한빛사 논문
Julie Rageul1, Jennifer J. Park1, Ukhyun Jo1, Alexandra S. Weinheimer2, Tri T.M. Vu3 and Hyungjin Kim1,4,*
1 Department of Pharmacological Sciences, Stony Brook University, Stony Brook, NY 11794, USA, 2 Biochemistry and Structural Biology graduate program, Stony Brook University, Stony Brook, NY 11794, USA, 3 Division of Biology, California Institute of Technology, Pasadena, CA 91125, USA and 4 Stony Brook Cancer Center, Stony Brook School of Medicine, Stony Brook, NY 11794, USA
*To whom correspondence should be addressed.

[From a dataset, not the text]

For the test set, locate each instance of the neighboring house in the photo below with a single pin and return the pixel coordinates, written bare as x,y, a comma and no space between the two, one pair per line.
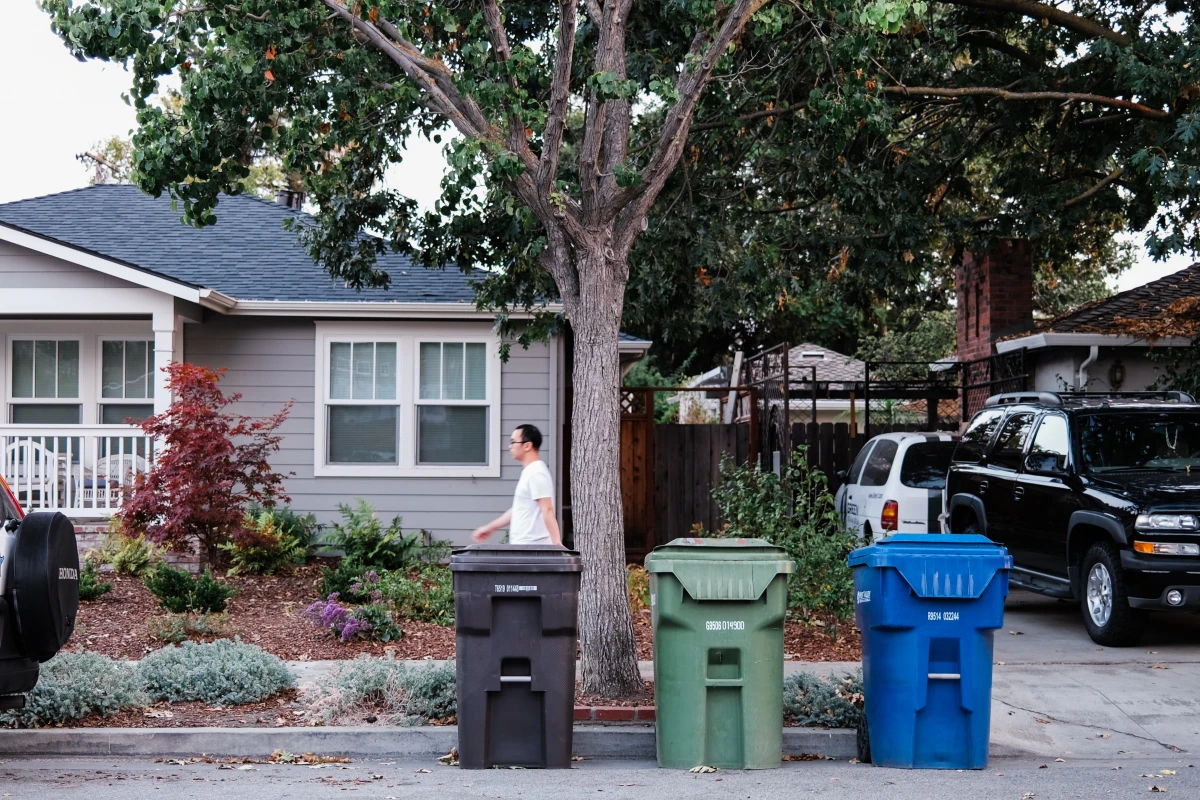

Present address: Ukhyun Jo, Developmental Therapeutics Branch and Laboratory of Molecular Pharmacology, National Cancer Institute, NIH, Bethesda, MD 20892, USA.
Abstract
Multiple pathways counteract DNA replication stress to prevent genomic instability and tumorigenesis. The recently identified human SDE2 is a genome surveillance protein regulated by PCNA, a DNA clamp and processivity factor at replication forks. Here, we show that SDE2 cleavage after its ubiquitin-like domain generates Lys-SDE2Ct , the C-terminal SDE2 fragment bearing an N-terminal Lys residue. Lys-SDE2Ct constitutes a short-lived physiological substrate of the Arg/N-end rule proteolytic pathway, in which UBR1 and UBR2 ubiquitin ligases mediate the degradation. The Arg/N-end rule and VCP/p97UFD1-NPL4 segregase cooperate to promote phosphorylation-dependent, chromatin-associated Lys-SDE2Ct degradation upon UVC damage. Conversely, cells expressing the degradation-refractory K78V mutant, Val-SDE2Ct, fail to induce RPA phosphorylation and single-stranded DNA formation, leading to defects in PCNA-dependent DNA damage bypass and stalled fork recovery. Together, our study elucidates a previously unappreciated axis connecting the Arg/N-end rule and the p97-mediated proteolysis with the replication stress response, working together to preserve replication fork integrity.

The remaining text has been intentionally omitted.